• fr
  • nl
  • de
  • Steun de Stiching
  • fr
  • nl
  • de
  • Terug naar alle projecten

    Van maat tot math (MiniMath)

    Sint Barbaracollege/De Panda/Sint Pietersintituut Gent

    2006

    Initiatiefnemers

    Het project werd ingediend in 2006 door een leerkracht van het St-Barbaracollege te Gent. Van bij de start werd nauw samengewerkt met de zorgcoördinator van de basisschool De Triangel te Gent.

    In het vierde werkjaar participeert ook het Sint-Pietersinstituut aan het project en tijdens het vijfde werkjaar sloot ook –in beperkte mate- de school Nieuwen Bosch aan. Zij legde het accent op taalinitiatie. De drie secundaire scholen uit Gent, nl. St-Barbaracollege, Sint-Pietersinstituut en Nieuwen Bosch fungeren als begeleidende school voor de projectschool De Triangel.

    Beginsituatie

    De school De Triangel telde in 2006 ongeveer 165 leerlingen. De school kende toen een sterke daling van het aantal leerlingen (in 1993-1994: 270 leerlingen).
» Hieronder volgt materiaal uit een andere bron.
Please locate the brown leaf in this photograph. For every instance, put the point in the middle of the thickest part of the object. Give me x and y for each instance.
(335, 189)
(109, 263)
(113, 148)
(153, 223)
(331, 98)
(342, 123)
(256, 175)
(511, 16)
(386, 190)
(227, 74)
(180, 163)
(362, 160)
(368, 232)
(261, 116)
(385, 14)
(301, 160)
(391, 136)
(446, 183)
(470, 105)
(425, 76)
De school ligt in een achtergestelde buurt en kent een groot aantal kansarme en allochtone leerlingen. Het profiel van de leerlingen komt hier op neer: 100% van de leerlingen voldoet aan één of meerdere indicatoren van het GOK-decreet; 80% van de moeders heeft geen diploma secundair onderwijs en 97% van de gezinnen spreekt thuis een andere taal dan het Nederlands. De meerderheid van de leerlingen heeft Turkse ouders.

    Doelstelling en concretisering

    Het project ‘Van maat tot Math’ heeft als doel om wiskundige begrippen en technieken te visualiseren en te concretiseren, door het ontwikkelen en het realiseren van didactisch materiaal en door gebruik te maken van een actieve leermethode, met leerlingen uit de derde graad aso voor kansarme en anderstalige leerlingen uit De Triangel en (later) De Panda, twee basisscholen in Gent.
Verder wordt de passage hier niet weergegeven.